| I've worked as a data scientist for quite awhile now in IC, lead and manager roles and the biggest thing I've found is that data scientists cannot be allowed to live exclusively in notebooks. Notebooks are essential for the EDA and early prototyping stages but all data scientists should be enough "software engineer" to get their code out of their notebook and into a reusable library/package of tools shared with engineering. The best teams I've worked on the hand off between DS and engineering is not a notebook, it's a pull request, with code review from engineers. Data scientists must put their models in a standard format in a library used by engineering, they must create their own unit tests, and be subject to the same code review that engineer would.
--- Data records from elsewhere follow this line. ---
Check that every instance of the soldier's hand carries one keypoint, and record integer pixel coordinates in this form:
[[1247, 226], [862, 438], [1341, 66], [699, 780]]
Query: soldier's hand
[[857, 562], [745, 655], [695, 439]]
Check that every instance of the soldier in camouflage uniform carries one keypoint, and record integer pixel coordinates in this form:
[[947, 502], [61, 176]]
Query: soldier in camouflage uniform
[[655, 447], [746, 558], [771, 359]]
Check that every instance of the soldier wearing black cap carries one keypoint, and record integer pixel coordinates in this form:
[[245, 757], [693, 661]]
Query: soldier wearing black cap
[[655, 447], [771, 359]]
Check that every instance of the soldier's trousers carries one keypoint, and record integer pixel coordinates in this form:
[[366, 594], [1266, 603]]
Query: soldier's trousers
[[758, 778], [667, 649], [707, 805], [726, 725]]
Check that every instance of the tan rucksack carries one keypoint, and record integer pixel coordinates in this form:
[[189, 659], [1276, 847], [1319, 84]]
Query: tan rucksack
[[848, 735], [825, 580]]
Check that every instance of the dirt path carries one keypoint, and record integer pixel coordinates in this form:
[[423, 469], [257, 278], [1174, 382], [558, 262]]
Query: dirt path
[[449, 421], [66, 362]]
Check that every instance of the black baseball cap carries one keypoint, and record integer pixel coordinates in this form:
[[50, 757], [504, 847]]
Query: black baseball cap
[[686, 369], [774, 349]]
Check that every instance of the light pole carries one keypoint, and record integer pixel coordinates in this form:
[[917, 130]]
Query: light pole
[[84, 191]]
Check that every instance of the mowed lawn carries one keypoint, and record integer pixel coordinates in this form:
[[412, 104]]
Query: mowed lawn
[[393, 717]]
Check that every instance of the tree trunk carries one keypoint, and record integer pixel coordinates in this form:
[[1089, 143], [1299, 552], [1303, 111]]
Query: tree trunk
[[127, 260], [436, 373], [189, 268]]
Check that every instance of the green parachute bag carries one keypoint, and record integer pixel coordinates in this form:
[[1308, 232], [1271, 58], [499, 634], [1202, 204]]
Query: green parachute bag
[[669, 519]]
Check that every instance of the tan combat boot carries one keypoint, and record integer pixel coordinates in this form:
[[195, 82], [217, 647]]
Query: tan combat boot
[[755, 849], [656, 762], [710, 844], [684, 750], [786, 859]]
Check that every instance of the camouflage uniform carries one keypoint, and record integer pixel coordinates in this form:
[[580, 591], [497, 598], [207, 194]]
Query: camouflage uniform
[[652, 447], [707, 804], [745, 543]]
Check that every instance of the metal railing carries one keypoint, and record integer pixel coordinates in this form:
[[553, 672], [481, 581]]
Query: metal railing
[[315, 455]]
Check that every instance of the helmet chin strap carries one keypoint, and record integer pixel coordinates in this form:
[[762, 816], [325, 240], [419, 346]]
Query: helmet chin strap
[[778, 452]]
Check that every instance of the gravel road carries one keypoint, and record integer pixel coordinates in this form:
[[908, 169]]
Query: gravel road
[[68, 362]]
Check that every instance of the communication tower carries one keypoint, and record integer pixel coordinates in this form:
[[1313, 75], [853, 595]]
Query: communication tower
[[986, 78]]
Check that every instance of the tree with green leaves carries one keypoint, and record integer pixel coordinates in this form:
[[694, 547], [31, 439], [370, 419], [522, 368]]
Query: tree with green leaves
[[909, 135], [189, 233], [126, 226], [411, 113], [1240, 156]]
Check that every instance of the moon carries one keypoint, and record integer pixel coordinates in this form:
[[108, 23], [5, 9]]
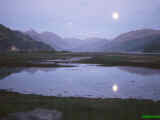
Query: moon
[[115, 88], [115, 15]]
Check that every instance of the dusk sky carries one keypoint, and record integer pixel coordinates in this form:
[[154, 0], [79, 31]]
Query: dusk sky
[[80, 18]]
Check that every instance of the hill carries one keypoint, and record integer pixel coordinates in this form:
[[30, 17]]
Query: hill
[[15, 40]]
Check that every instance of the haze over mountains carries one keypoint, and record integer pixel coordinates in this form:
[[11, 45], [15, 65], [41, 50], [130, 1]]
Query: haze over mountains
[[139, 40], [15, 40]]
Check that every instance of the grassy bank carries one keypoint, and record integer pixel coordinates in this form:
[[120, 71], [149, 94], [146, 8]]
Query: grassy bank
[[79, 108]]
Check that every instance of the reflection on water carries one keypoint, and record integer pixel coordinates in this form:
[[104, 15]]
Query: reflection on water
[[141, 70], [115, 88], [84, 81]]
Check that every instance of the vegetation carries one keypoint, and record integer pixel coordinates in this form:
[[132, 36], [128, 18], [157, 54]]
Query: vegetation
[[41, 59]]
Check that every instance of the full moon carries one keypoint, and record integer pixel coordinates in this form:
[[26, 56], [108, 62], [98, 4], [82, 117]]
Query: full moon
[[115, 15], [115, 88]]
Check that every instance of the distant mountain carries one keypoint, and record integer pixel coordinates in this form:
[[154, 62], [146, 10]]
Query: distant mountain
[[139, 40], [93, 44], [69, 44], [15, 40], [49, 38]]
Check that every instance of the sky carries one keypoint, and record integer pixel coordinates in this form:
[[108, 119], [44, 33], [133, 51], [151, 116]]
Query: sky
[[80, 18]]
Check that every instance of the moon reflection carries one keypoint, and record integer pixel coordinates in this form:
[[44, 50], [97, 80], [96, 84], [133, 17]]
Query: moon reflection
[[115, 88]]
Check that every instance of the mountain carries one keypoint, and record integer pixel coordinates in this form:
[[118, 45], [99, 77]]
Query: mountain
[[48, 38], [12, 40], [93, 44], [139, 40], [69, 44]]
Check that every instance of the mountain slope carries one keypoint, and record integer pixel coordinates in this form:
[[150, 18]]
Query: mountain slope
[[48, 38], [139, 40], [9, 38]]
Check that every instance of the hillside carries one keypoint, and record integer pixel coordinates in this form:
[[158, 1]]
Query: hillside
[[139, 40], [15, 40]]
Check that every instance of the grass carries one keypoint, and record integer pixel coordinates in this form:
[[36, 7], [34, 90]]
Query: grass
[[79, 108], [38, 59]]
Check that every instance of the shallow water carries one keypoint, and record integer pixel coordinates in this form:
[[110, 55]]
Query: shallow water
[[84, 81]]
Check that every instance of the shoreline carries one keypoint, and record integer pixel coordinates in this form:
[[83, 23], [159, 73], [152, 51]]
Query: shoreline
[[12, 102]]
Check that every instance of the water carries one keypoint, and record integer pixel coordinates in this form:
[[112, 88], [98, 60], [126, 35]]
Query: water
[[84, 81]]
This last step is important: my experience is that many data scientists, especially coming from academic research, are scared of writing real code. However after a few rounds of getting helpful feedback from engineers they quickly realize how to write code much better. This process is also essential because if you are shipping models to production, you will encounter bugs that require a data scientist to fix that an engineer cannot solve alone. If the data scientists aren't familiar with the model part of the code base this process is a nightmare, as you have to ask them to dust of questionable notebooks from months or years ago. There are lots of the process of shipping a model to production that data scientists don't need to worry about, but they absolutely should be working as engineers at the final stage of the hand off. |
Browsing code, underlying library imports and associated code, type hinting, error checking, etc., are so vastly superior in something like Pycharm that it is really hard to see why one would give it all up to work in a Notebook unless they never matured their skillsets to see the benefits afforded by a more powerful IDE? I think notebooks can have their place and are certainly great for documenting things with a mix of Markdown, LaTeX and code, as well as for tutorials that someone else can directly execute. And some of the interactive widgets can also make for nice demos when needed.
Notebooks also make for poor habits often times and as you mentioned, having data scientists and ML engineers write code as modules or commit them via pull-requests helps them grow into being better software engineers which in my experience is almost a necessity to be a good and effective data scientist and ML engineer.
And lastly, version controlling notebooks is such a nightmare. Nor is it conducive to code reviews.